July 2019 Book, The Invention of Nature: Alexander von Humboldt's New World

From Russia to the jungles of South America to the Himalayas, an intrepid explorer’s travels make for exhilarating reading.
In a period roughly encompassing the second half of the 18th century and the first half of the 19th, a handful of very young European men crisscrossed the world on ships and changed the way we think.

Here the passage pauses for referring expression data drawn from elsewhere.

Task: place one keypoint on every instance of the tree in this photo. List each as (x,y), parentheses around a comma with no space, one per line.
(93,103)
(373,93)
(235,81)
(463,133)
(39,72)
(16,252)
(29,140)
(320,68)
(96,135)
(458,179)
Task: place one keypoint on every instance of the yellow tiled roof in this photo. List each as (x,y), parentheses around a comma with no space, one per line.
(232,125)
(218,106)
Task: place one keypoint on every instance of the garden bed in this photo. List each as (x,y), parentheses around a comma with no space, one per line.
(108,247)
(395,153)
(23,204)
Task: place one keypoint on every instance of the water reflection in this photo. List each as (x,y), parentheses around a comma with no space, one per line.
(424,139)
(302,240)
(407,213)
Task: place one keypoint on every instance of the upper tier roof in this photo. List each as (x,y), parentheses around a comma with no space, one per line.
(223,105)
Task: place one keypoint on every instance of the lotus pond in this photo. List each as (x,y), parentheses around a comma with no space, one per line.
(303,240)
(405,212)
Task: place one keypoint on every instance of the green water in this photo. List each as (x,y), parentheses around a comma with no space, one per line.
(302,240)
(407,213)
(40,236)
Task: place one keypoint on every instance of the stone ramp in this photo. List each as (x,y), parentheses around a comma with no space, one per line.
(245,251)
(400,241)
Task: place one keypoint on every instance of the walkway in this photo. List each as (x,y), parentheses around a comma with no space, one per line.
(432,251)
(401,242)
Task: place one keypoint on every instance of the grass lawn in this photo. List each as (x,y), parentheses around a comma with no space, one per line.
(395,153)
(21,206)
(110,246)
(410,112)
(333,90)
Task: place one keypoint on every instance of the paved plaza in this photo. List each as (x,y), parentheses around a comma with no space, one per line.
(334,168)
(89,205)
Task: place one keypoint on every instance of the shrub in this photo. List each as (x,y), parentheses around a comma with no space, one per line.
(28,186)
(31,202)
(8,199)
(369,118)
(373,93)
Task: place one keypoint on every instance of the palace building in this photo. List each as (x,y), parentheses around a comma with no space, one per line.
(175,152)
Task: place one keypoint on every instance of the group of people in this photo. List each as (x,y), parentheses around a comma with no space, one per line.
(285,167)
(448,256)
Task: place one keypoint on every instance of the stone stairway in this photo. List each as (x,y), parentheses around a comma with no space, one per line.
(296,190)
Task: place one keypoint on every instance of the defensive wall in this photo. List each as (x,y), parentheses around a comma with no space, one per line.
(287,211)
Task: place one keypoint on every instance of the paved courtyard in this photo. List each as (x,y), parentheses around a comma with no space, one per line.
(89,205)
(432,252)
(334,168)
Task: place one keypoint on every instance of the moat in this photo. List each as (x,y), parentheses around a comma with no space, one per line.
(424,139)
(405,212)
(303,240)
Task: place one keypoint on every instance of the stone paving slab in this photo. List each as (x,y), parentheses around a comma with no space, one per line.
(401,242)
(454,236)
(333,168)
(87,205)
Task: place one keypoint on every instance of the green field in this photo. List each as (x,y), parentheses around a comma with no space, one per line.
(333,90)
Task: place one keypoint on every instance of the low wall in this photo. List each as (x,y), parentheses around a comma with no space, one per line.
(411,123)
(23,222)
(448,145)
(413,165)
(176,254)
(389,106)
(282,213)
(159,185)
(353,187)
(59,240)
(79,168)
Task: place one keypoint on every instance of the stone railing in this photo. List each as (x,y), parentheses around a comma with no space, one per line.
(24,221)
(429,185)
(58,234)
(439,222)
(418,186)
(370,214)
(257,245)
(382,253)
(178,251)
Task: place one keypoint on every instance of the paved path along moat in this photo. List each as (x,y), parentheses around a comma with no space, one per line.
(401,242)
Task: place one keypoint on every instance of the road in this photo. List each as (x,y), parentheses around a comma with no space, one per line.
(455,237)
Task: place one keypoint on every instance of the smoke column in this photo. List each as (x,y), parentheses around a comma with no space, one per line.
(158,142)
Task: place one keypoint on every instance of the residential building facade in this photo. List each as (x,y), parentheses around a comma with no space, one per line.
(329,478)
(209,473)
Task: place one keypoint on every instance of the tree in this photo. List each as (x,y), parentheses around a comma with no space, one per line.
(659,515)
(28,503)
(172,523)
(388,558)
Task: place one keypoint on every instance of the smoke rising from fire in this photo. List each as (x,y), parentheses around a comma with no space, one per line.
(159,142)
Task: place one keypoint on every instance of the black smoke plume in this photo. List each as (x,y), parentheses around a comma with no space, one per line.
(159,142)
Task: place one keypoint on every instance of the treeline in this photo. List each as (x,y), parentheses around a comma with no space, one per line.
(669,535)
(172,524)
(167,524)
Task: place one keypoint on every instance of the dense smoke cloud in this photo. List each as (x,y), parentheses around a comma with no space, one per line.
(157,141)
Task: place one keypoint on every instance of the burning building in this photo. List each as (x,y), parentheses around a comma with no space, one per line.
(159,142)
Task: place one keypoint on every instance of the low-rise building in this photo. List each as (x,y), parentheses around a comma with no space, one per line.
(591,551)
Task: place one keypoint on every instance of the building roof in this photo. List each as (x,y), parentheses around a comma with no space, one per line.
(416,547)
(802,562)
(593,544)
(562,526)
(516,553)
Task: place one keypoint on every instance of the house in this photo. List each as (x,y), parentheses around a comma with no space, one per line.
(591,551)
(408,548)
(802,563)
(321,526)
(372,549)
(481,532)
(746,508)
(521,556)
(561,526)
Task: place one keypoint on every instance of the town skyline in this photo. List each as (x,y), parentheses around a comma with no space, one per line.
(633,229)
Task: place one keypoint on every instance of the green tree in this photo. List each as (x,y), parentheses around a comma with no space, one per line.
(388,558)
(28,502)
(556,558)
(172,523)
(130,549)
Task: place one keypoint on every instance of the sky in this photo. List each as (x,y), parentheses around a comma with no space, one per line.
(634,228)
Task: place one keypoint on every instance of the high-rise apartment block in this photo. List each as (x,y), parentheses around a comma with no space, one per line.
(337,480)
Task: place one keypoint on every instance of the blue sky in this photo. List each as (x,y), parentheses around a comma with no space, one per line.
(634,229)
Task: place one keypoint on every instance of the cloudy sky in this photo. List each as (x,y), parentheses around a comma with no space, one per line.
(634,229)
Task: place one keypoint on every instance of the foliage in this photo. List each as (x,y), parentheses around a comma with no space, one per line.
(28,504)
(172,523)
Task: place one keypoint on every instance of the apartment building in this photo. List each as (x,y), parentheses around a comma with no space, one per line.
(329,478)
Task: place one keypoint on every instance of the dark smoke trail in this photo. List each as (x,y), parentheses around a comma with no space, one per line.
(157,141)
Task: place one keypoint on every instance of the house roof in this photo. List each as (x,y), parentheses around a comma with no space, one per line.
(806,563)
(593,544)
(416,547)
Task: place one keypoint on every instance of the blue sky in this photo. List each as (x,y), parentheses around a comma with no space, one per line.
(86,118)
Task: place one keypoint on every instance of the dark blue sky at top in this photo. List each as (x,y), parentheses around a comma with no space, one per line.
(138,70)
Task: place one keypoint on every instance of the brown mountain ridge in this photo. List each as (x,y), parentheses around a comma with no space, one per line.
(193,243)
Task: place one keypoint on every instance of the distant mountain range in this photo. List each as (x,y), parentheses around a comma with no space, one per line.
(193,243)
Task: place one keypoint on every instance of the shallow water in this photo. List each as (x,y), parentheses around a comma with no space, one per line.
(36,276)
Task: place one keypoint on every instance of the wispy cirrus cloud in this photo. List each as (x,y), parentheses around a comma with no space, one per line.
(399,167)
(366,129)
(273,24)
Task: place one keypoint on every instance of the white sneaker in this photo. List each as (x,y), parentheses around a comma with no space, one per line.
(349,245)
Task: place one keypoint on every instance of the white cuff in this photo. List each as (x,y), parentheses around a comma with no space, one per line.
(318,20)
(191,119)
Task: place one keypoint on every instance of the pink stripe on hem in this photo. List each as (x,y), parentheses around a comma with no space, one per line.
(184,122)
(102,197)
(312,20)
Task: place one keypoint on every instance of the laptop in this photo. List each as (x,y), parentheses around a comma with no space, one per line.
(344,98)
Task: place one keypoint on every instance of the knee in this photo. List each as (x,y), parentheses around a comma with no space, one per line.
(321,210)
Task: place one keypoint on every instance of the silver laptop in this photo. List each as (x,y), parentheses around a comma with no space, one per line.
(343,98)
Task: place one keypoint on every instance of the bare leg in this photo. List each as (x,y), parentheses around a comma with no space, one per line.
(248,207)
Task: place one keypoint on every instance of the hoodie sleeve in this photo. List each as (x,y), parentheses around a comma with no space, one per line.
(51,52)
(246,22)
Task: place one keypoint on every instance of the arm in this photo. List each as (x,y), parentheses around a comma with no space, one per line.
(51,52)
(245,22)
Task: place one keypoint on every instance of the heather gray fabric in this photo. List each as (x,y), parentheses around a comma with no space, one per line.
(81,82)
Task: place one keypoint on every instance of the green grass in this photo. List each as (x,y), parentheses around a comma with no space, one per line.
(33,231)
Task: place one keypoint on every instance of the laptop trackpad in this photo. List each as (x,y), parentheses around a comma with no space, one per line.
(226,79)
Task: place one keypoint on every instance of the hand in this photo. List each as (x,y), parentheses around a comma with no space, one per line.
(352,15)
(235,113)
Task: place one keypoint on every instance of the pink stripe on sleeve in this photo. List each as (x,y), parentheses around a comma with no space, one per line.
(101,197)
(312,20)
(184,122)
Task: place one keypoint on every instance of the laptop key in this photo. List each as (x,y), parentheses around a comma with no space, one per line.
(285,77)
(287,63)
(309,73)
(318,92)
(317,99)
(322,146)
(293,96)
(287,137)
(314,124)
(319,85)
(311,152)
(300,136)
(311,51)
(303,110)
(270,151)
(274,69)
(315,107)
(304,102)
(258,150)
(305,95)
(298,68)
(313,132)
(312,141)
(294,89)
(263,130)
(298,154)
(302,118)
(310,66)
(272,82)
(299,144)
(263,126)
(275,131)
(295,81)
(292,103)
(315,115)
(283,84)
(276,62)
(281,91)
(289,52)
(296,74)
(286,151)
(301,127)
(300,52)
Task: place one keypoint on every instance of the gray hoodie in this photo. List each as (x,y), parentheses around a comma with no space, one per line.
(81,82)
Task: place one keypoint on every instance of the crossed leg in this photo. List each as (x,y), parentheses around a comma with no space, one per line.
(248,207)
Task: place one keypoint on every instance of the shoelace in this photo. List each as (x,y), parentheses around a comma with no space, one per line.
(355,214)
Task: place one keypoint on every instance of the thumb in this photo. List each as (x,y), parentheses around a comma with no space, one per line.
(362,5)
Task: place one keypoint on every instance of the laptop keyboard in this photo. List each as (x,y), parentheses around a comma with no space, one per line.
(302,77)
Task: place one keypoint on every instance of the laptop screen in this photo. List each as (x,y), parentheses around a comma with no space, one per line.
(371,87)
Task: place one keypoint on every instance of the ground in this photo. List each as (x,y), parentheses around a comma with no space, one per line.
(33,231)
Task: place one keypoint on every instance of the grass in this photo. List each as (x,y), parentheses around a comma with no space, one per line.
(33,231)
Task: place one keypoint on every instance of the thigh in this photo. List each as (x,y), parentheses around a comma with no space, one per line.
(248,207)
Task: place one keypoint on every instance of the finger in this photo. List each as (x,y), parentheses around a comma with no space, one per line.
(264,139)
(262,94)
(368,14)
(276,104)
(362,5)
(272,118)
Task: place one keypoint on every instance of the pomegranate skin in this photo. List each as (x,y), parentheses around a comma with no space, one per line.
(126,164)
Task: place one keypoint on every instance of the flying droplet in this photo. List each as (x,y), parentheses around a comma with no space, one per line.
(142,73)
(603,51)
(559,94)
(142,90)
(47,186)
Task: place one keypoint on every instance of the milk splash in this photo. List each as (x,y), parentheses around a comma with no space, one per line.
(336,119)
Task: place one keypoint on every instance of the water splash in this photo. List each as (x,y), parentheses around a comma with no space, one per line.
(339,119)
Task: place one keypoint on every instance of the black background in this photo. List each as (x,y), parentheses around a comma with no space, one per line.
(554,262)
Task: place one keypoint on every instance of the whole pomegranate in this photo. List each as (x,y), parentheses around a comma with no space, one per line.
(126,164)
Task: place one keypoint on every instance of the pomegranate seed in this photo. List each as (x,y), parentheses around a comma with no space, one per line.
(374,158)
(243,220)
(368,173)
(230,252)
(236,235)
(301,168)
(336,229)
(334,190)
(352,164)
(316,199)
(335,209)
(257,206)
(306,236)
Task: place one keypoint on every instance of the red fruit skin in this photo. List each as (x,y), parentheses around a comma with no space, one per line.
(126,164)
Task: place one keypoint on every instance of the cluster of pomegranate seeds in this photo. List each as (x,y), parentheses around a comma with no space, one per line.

Exhibiting an almost mad degree of assurance, they beguiled committees, sea captains and patrons to take great risks and accommodate their often eccentric needs. Joseph Banks on the Endeavour, Georg Forster on the Resolution, Charles Darwin on the Beagle, Joseph Hooker on the Erebus and Thomas Huxley on the Rattlesnake seemed to have a hypersensitivity to the ideas around them and, influenced by their exotic surroundings, brought these to bear on the great scientific questions of the day. Darwin’s observations of earthquakes, finches and coral atolls were influenced by his reading of Charles Lyell and Thomas Malthus, while Humboldt took the works of Kant, Buffon and Goethe up the Andes and into the Orinoco.
Andrea Wulf’s enjoyable new book tackles Alexander von Humboldt, the Prussian polymath, author and explorer. He transformed our understanding of physical geography and meteorology, and spent his life trying to bind together the workings of the Earth and ultimately the cosmos (a term he coined in its modern sense in Kosmos, his five-volume treatise on the unity of science, published between 1845 and 1862) through universal rules.